May 16, 2007

Drink the long draught
for the Hip Priest



Kenneth Patchen, What Eternity Is

Happiness
-- by Louise Gluck

A man and a woman lie on a white bed.
It is morning. I think
Soon they will waken.
On the bedside table is a vase
of lilies; sunlight
pools in their throats.
I watch him turn to her
as though to speak her name
but silently, deep in her mouth--
At the window ledge,
once, twice,
a bird calls.
And then she stirs; her body
fills with his breath.

I open my eyes; you are watching me.
Almost over this room
the sun is gliding.
Look at your face, you say,
holding your own close to me
to make a mirror.
How calm you are. And the burning wheel
passes gently over us.

She Is the Prettiest of Creatures
-- by Kenneth Patchen

She is the prettiest of creatures
All like a queen is she
I have made a paper wheel
And I pin it to her dress

We lie together

And it is as nice as music
When you are half-asleep
And then we want to cry because
We are so clean and warm
And sometimes it is raining
And the little drops scuttle
Like the feet of angels on the roof

I have made this poem tonight
And I pin it in her hair
For she is the prettiest of creatures
O all like a strange queen is she

The Character of Love Seen As
A Search for the Lost

-- by Kenneth Patchen

You, the woman; I, the man; this, the world:
And each is the work of all.

There is the muffled step in the snow; the stranger;
The crippled wren; the nun; the dancer; the angel's wing
over the walkers in the village; and there are
many beautiful arms about us and the things we know.
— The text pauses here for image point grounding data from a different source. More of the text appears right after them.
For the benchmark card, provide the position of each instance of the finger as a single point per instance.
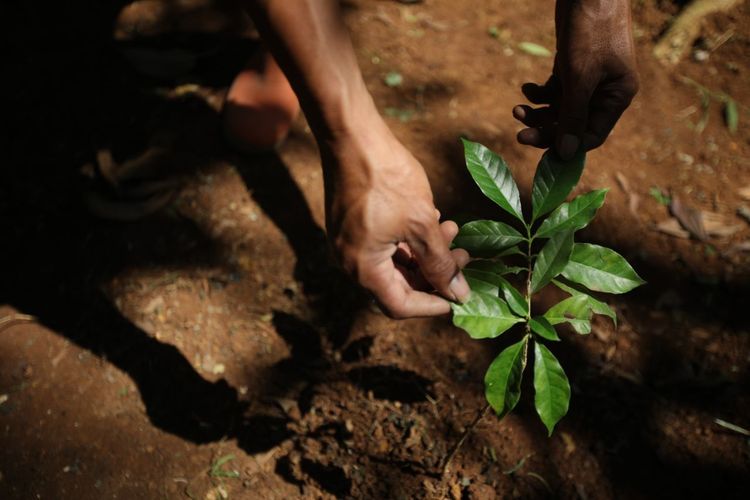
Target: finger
(396, 296)
(538, 94)
(572, 118)
(436, 261)
(449, 229)
(404, 256)
(461, 257)
(607, 106)
(534, 117)
(537, 137)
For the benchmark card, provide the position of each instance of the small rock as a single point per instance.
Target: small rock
(700, 55)
(455, 490)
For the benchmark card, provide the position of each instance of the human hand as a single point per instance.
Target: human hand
(384, 226)
(593, 80)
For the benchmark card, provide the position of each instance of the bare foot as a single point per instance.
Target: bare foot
(260, 107)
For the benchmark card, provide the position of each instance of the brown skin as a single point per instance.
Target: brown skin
(380, 213)
(593, 81)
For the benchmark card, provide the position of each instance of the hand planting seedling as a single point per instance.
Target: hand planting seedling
(546, 248)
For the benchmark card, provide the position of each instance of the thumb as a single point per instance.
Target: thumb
(572, 117)
(437, 264)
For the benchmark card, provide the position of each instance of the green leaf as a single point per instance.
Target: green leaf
(486, 238)
(574, 310)
(600, 269)
(493, 177)
(480, 281)
(489, 281)
(534, 49)
(551, 260)
(393, 79)
(514, 250)
(551, 387)
(493, 266)
(597, 306)
(513, 297)
(574, 215)
(553, 181)
(543, 328)
(502, 382)
(657, 194)
(731, 116)
(483, 316)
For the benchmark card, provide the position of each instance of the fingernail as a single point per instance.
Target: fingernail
(460, 288)
(568, 146)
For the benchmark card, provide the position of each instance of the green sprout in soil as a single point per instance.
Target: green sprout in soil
(543, 246)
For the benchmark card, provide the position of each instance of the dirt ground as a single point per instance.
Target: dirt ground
(212, 350)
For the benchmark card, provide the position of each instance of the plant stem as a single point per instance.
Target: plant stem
(460, 442)
(529, 240)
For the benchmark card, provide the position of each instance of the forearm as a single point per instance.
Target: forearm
(309, 40)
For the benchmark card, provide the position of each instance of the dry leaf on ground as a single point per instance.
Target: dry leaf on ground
(690, 218)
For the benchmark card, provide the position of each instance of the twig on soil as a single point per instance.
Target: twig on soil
(686, 27)
(5, 321)
(732, 427)
(457, 446)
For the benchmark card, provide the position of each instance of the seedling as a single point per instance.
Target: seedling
(547, 254)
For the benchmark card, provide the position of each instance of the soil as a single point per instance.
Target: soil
(212, 350)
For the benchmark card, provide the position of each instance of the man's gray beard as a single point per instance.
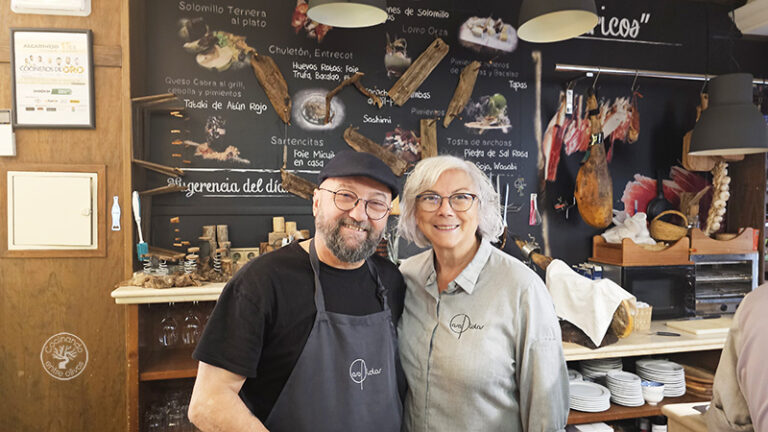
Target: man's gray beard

See how those stars tramp over heaven on their sticks
Of ancient light: with what simplicity that blue
Takes eternity into the quiet cave of God, where Caesar
And Socrates, like primitive paintings on a wall,
Look, with idiot eyes, on the world where we two are.

You, the sought for; I, the seeker; this, the search:
And each is the mission of all.

For greatness is only the drayhorse that coaxes
The built cart out; and where we go is reason.
But genius is an enormous littleness, a trickling
Of heart that covers alike the hare and the hunter.
How smoothly, like the sleep of a flower, love,
The grassy wind moves over night’s tense meadow:
See how the great wooden eyes of the forest
Stare upon the architecture of our innocence.

You, the village; I, the stranger; this, the road:
And each is the work of all.

Then, not that man do more, or stop pity; but that he be
Wider in living; that all his cities fly a clean flag. . .
We have been alone too long, love; it is terribly late
For the pierced feet on the water and we must not die now.

Have you wondered why all the windows in heaven were broken?
Have you seen the homeless in the open grave of God’s hand?
Do you want to acquaint the larks with the fatuous music of war?

There is the muffled step in the snow; the stranger;
The crippled wren; the nun; the dancer; the angel's wing
Over the walkers in the village; and there are
Many desperate arms about us and the things we know.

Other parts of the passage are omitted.